Я подумала, что слышала эту новость довольно недавно: в прошлом году. Лео в это время отбывал каторгу на Луне. Он не смотрел телевизор. Что же он совершил такое? За что попал сюда? По сравнению со всеми людьми этого корпуса Лео выглядел чуть ли не святым. Как он может быть преступником?
– А как вы подниметесь на наблюдательный пункт? – спросила я. – Я понимаю, что с седьмого этажа можно спуститься на любой. Но как вы подниметесь на восьмой?
Лео хотел объяснить, а Брайен снисходительно усмехнулся:
– Эл, ты до сих пор ничего не знаешь! Видел бы ты сейчас вентиляцию. Благодаря нам она преобразилась. Веревки идут с одного этажа на другой. Можно попасть куда угодно. Единственное, что из корпуса не вылезешь. Правильно говорят: мы тут в консервной банке.
– Ты сам сделал эти веревки? – спросила я.
– У меня были помощники.
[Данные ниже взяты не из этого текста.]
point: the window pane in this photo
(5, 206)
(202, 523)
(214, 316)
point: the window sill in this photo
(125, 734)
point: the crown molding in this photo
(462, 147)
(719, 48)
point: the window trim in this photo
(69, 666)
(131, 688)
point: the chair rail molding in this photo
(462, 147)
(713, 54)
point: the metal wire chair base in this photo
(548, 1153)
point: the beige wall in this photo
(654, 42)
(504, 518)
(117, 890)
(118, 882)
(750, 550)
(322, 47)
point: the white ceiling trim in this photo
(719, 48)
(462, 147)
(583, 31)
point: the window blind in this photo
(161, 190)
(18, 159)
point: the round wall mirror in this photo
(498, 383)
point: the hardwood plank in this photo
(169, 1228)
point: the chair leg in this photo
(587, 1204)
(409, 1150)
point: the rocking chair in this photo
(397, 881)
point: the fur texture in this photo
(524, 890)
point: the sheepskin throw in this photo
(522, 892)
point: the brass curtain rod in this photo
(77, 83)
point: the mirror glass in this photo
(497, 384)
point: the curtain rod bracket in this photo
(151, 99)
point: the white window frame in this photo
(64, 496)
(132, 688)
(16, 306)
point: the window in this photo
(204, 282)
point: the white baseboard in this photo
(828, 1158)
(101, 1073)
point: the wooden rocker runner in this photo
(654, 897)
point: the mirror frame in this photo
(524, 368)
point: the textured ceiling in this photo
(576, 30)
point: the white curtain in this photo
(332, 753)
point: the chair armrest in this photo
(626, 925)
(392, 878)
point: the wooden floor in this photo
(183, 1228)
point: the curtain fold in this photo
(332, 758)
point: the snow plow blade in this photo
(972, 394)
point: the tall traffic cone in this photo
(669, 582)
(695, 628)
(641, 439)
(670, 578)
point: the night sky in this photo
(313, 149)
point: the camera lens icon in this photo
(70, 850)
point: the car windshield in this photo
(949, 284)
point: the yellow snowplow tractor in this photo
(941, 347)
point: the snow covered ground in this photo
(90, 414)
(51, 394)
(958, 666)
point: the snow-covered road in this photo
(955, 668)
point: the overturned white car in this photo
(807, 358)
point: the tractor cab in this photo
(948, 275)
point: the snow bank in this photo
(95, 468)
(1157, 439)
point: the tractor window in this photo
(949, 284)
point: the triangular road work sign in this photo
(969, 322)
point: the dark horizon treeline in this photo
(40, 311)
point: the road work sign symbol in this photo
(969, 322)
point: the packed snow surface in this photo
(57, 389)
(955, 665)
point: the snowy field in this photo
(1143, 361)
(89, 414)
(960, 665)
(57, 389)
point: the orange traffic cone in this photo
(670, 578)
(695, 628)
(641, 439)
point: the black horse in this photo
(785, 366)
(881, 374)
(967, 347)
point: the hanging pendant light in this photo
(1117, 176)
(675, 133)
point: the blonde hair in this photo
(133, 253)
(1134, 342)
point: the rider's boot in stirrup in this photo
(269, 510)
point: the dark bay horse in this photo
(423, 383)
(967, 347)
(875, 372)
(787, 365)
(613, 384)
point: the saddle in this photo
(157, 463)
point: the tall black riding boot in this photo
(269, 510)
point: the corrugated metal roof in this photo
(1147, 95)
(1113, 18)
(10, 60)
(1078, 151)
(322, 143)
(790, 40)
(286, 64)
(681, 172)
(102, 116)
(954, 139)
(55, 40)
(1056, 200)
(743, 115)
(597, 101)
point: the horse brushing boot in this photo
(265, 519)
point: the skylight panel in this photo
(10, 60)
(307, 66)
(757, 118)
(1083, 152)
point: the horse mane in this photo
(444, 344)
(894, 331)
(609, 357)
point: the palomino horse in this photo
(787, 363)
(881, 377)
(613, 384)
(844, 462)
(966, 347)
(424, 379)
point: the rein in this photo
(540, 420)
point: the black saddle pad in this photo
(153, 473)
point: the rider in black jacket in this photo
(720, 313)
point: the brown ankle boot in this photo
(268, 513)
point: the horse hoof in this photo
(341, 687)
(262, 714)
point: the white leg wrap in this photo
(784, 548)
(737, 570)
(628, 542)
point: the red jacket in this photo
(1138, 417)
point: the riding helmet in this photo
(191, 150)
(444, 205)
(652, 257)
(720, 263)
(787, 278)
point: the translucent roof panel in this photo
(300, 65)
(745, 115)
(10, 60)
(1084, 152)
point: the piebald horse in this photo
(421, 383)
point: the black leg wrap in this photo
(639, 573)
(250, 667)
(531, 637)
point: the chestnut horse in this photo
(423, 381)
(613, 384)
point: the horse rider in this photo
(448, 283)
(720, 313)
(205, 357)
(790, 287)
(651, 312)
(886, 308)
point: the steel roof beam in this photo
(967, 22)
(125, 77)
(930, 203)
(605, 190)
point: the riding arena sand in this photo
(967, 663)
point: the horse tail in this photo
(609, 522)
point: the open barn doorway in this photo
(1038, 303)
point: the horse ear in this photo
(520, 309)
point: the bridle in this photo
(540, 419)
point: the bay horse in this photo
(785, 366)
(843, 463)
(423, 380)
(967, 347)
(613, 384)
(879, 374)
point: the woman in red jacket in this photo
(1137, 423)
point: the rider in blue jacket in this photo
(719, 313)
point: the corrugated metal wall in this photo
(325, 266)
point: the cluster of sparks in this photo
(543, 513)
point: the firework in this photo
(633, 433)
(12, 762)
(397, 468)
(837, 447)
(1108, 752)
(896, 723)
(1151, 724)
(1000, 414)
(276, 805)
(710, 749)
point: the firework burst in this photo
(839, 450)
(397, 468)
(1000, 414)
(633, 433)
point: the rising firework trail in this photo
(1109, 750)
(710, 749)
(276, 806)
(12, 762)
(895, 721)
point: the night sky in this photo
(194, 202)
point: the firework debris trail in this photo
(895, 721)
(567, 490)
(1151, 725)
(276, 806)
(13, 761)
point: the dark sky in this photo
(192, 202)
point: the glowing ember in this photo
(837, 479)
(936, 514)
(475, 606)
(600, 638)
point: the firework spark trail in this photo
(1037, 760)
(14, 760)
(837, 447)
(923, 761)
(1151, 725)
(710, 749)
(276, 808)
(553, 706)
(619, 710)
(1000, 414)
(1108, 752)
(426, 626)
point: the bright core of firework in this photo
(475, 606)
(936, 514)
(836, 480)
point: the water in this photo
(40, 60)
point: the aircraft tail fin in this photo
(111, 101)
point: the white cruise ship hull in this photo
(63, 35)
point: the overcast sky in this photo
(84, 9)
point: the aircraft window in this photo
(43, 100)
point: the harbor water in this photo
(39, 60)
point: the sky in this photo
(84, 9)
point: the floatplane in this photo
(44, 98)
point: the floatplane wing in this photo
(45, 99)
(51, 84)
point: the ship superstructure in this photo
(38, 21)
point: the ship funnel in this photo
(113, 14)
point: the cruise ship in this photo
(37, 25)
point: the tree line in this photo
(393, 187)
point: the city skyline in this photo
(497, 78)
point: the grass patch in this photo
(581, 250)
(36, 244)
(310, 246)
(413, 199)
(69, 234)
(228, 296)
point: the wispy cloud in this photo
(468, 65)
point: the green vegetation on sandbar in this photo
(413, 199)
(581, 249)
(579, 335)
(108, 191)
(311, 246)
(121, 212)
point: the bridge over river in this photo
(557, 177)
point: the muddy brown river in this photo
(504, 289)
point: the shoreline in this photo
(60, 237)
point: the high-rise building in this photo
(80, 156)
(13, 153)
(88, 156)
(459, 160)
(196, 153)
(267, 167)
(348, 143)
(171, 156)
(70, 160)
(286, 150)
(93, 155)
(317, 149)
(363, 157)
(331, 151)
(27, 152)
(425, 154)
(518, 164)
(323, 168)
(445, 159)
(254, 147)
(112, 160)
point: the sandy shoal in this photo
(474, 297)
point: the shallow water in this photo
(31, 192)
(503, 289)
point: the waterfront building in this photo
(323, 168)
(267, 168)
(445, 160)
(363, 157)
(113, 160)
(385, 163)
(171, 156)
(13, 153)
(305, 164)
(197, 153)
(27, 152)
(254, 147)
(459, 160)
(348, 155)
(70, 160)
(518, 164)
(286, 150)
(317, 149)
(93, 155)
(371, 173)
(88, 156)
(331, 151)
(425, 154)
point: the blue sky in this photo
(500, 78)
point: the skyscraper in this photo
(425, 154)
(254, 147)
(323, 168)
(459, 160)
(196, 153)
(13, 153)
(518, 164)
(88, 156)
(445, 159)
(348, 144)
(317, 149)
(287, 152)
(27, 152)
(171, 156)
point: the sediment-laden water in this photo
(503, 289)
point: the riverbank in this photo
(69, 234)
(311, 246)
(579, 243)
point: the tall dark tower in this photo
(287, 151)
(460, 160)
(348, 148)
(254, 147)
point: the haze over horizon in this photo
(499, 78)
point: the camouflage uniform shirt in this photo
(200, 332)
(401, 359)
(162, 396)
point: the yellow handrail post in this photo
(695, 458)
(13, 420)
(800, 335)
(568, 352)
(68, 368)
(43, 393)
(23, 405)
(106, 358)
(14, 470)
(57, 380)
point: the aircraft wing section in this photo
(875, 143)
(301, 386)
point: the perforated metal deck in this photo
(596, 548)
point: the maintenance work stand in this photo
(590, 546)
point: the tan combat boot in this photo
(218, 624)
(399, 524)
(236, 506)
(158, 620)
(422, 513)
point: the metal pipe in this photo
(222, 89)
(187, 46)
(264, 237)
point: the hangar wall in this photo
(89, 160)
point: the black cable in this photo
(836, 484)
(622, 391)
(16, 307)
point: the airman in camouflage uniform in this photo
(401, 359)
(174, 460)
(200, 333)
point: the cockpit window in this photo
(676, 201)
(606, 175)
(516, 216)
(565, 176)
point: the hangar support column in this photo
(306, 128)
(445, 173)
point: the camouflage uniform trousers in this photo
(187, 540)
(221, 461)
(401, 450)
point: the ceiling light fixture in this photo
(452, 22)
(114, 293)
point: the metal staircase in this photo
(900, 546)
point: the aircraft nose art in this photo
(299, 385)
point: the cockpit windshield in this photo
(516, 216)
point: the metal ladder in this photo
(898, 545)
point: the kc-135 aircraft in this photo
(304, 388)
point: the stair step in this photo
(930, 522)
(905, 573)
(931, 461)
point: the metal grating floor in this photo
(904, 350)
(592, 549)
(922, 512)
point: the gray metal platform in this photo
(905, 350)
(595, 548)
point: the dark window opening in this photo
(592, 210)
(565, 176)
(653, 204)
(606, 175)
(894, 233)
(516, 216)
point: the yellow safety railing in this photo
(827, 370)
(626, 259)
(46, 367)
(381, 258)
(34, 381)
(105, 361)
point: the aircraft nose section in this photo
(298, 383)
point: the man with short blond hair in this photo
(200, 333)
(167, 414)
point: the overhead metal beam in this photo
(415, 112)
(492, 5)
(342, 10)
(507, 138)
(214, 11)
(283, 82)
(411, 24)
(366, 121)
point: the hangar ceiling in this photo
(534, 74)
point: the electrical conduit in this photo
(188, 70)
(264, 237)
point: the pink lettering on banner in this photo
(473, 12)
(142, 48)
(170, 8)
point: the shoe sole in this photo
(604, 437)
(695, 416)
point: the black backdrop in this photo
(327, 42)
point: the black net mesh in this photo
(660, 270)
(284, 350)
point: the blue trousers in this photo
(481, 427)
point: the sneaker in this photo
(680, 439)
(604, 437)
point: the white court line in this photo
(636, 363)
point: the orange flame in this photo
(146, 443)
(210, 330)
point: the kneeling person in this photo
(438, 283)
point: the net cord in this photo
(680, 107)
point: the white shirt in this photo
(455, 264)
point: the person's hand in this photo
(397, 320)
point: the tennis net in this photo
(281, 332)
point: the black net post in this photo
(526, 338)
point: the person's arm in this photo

Друзья Тома. Они тоже работают на нас.
– С нами, – поправил его Лео.
– А им можно доверять?
– А мы не сказали им, что делаем, – охотно рассказывал Брайен. – Сказали только, что нужны веревки. И вот они сидели несколько часов к ряду и рвали простыни. Очень хорошая поддержка. Молодцы, ребята. Сравнивать вентиляцию сейчас и вентиляцию тогда просто нельзя. Все равно что сравнивать гравийку и хай-вэй.
Лео отрезвил его:
– Расскажи лучше про воров в вентиляции.
Брайен пожал плечами:
– Ну да, в вентиляции есть воры.
– Кто это?
– Не знаю.
– Что они своровали?
– Еду. Я унес ее в вентиляцию и сказал, что там она будет в безопасности.
– Ты просто забыл, куда ее положил, – сказал Лео.
– Я не мог забыть такое важное место. Я точно помню, что положил туда пакет с хот-догами. А когда вернулся, то увидел, что его там нет. То есть всего пакета: вместе с целофаном и картонками. Его просто стащили.
– Но кто это мог быть: люди Волка или нет?
– Не знаю. Я их не видел.
Я почувствовала возвращение страха. Он снова сковал мои внутренности напряжением. Вспомнился момент, когда Брайену показалось, что он видел в вентиляции человека. Тогда он решил, что это глюк. А вдруг нет?
Что если люди Волка тоже лазают по вентиляции? Если они вычислят Лео, Браейна и Тома, их ожидает та же участь, что и команду Эндрю.
Пока я думала об этом, Лео сказал:
– Еще нам нужно точно знать, как выглядит ручка двери на наблюдательном пункте.
– Да такая же, как и в любой другой комнате, – сказала я.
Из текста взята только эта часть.